I have to say it was hard going to the funeral home because of my own father’s passing & because I had loved this man. I shed some tears. I truly didn’t want to be teary-eyed & sniffling in front of all the people there, but you know what? It’s all right to let it out. I was leaking out tears for something that mattered – a loved one that will not be with us again this side of heaven & for a tear stained faced wife left behind who is hurting. After I got home this verse came to mind {thank You, Jesus} “…Weep with those who weep.” –Romans 12:15. Lessons learned: time is precious & it’s okay {& biblical} to show honest emotions. Not exactly what I would have planned for my birthday, but it’s definitely put things into perspective.

Love,
-Bess-

Monday, November 4, 2013

Song Love {November}


"Holding On" by Jamie Grace - Sometimes all you can do is hold on to what you know... Jesus is with you.


"Let Me Rediscover You" by Downhere - Stirring words that make me want to dive into the deep.


"What Are You Afraid Of?" by Kerrie Roberts - Yep, I struggle with fear - so I love what these lyrics have to say.


Musical Love,
-Bess-

Saturday, November 2, 2013

Nov. 1st Rambles {Posted on the 2nd} {Sheesh!}

November Rambles

November has snuck upon me once again.  On the 5th I'm gonna be older than the hills - at least that's how it feels {no offense to any that are currently that age or older}... it's just how it feels to me, & I'm rambling now, aren't I?  Sorry, friends, it must be that old age thing coming on.  But in all sincerity {I think I just unintentionally quoted a bit of a Jamie Grace song - no copyright infringement intended} - Where was I?  Oh yes, in all sincerity, my age isn't all that old at all - & I can't help but wonder if it would feel quite as old if I was married & burping babies right now.  When society {i.e.: people/TV/church folk/the world/random strangers/family/music/etc.} deem it the "thing" to do... & I start to believe it & thus feel abnormal/left behind {minus Kirk Cameron}/etc... that the normal progression of events is to be married soon after college {if not during} & starting a family soon after...  Where was I, again?  
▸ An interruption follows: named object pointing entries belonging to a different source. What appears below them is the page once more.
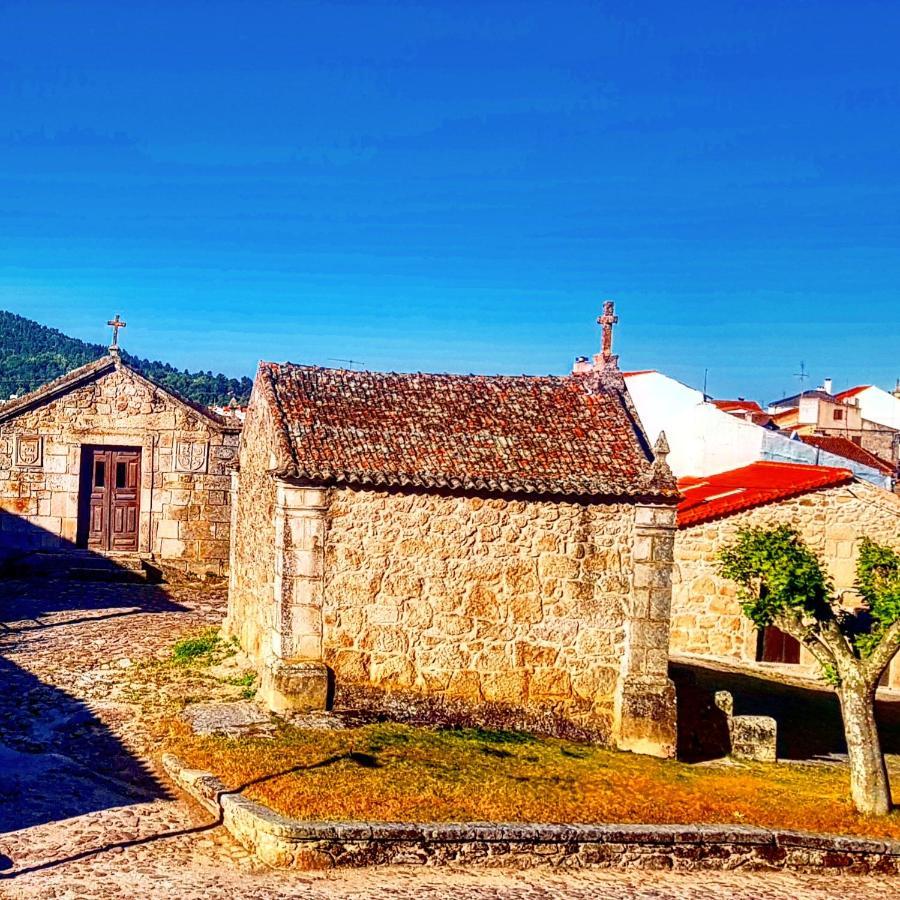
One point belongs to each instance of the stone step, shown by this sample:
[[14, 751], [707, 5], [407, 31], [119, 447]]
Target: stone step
[[82, 565]]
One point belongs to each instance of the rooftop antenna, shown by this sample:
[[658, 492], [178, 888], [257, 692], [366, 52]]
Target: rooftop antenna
[[802, 375], [350, 362]]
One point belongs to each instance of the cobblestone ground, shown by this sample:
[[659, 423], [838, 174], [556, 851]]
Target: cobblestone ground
[[84, 815]]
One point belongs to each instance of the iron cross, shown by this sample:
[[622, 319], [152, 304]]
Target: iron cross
[[115, 324], [606, 321]]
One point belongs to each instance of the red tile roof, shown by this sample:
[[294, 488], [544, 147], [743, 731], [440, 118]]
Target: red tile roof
[[505, 434], [840, 446], [852, 392], [758, 484]]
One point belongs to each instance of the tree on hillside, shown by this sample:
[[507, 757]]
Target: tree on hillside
[[783, 583]]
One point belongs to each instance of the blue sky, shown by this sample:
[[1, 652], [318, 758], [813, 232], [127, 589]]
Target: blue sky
[[457, 186]]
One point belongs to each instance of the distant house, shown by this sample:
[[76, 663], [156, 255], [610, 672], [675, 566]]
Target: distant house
[[746, 410], [818, 412], [706, 439], [831, 509], [492, 548], [880, 413], [849, 449], [866, 415]]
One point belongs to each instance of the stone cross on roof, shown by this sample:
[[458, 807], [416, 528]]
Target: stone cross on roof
[[115, 324], [606, 321]]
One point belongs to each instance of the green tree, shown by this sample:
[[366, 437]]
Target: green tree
[[783, 583]]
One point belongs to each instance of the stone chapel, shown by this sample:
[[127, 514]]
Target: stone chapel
[[493, 548], [104, 461]]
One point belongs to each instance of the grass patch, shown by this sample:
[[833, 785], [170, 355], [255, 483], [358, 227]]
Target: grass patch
[[196, 649], [247, 681], [393, 772]]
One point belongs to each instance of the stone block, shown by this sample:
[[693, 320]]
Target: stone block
[[754, 738], [644, 719], [294, 686]]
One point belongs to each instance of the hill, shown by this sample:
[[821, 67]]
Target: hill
[[32, 354]]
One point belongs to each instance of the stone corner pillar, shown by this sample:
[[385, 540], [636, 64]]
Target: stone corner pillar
[[228, 626], [644, 718], [294, 677]]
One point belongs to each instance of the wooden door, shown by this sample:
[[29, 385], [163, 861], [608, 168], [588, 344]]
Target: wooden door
[[110, 498], [776, 646]]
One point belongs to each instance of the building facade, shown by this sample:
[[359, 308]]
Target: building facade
[[105, 461], [494, 549], [831, 510]]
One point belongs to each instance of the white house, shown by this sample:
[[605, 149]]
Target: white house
[[875, 404], [704, 440]]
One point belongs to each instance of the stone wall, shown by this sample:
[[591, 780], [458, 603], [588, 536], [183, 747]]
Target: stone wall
[[706, 616], [511, 602], [184, 505], [289, 843]]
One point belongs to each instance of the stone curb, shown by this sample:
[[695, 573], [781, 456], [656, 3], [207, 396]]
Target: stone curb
[[282, 842]]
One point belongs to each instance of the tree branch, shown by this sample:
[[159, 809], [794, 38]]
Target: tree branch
[[790, 621], [884, 651]]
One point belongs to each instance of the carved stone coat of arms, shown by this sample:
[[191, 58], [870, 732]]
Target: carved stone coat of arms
[[190, 456]]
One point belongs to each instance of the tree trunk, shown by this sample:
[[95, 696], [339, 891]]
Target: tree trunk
[[869, 785]]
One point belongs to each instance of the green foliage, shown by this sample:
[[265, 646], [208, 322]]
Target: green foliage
[[878, 581], [777, 573], [198, 649], [32, 354]]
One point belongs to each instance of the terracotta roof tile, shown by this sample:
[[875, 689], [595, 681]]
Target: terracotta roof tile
[[725, 493], [840, 446], [852, 392], [743, 405], [493, 433]]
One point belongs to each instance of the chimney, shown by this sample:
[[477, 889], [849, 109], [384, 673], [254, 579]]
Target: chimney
[[582, 366]]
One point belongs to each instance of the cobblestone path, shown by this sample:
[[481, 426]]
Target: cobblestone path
[[84, 815]]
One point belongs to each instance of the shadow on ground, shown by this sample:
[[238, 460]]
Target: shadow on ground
[[57, 758], [809, 719]]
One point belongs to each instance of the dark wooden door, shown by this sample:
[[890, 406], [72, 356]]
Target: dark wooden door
[[776, 646], [110, 498]]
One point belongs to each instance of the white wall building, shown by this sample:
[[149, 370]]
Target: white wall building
[[705, 440]]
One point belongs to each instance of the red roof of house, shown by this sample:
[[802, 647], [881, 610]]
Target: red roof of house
[[519, 434], [852, 392], [745, 405], [840, 446], [786, 415], [758, 484]]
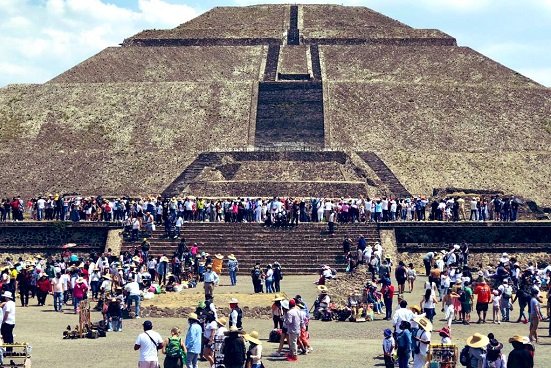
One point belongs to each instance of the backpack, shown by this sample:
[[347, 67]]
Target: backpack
[[465, 357], [462, 296], [173, 348]]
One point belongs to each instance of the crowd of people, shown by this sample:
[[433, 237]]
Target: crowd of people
[[463, 295], [167, 211]]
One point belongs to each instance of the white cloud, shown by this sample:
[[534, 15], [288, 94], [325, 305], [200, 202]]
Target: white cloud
[[47, 37]]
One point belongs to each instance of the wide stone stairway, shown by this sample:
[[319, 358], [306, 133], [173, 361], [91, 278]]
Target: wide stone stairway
[[300, 250]]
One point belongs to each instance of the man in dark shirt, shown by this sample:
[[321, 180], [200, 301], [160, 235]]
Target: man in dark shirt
[[519, 357]]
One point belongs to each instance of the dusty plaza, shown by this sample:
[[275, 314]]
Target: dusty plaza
[[273, 186]]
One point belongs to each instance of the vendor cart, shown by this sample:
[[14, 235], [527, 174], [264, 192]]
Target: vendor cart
[[443, 356]]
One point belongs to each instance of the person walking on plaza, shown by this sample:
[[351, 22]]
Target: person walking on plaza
[[8, 319], [233, 267], [519, 357], [148, 343], [403, 344], [174, 350], [193, 341], [421, 341], [254, 354], [484, 297], [234, 350], [293, 322]]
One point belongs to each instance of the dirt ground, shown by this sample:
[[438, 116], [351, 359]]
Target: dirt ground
[[336, 344]]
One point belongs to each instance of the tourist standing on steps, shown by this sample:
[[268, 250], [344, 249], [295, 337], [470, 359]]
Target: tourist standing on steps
[[535, 315], [256, 276], [8, 320], [294, 324], [234, 349], [278, 276], [233, 267], [236, 314], [193, 340], [331, 222], [148, 343], [210, 280]]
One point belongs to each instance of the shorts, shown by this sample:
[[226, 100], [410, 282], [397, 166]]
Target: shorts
[[148, 364], [481, 307]]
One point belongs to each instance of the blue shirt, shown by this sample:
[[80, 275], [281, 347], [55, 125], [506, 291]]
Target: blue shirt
[[232, 265], [193, 339], [211, 276]]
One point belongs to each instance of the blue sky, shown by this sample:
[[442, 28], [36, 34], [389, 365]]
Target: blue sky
[[39, 39]]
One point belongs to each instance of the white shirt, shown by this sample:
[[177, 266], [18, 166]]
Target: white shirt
[[148, 348], [210, 328], [423, 335], [65, 280], [9, 309], [132, 288], [401, 314]]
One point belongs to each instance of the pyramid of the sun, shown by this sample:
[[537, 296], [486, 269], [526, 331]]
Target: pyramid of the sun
[[131, 119]]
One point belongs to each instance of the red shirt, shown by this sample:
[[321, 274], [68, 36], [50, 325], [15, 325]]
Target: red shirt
[[484, 293], [44, 285], [79, 290]]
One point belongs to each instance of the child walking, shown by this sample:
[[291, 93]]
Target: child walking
[[412, 275], [496, 301], [388, 348]]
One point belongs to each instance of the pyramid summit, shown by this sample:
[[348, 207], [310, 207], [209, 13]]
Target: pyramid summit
[[322, 100]]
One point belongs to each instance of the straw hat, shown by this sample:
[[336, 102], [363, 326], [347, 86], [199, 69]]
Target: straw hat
[[477, 341], [445, 331], [415, 308], [233, 329], [253, 337], [521, 339], [424, 323]]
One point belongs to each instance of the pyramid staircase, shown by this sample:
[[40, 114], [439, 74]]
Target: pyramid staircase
[[384, 173], [300, 250]]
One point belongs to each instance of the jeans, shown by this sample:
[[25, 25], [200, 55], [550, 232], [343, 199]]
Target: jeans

Anyhow, I think my light bulb moment paralleled the instance where I asked myself {cause I talk to myself quite a lot, in general}, "Who cares what this world thinks?  Isn't God in charge & taking care of all that?"  The answers can be freeing... especially to the latter pondering.  But, yet, people will try to yank my chain & obliterate {don't think I've ever used that word on here before} my light.  I just gotta remember to guard that switch & when it's compromised {cause, hey, it's pretty much a certainty that it will (multiple times, I might add (sadly))}to reach up in the darkness, feel for the cord, & turn it back on.  I know I've rambled & fallen through some rabbit holes like Alice, but whatever you're going through that's just plain ugly tough, remember to ask yourself (like I did), "Isn't God in charge & taking care of that?"  The answer is yes, even in the dark, sister.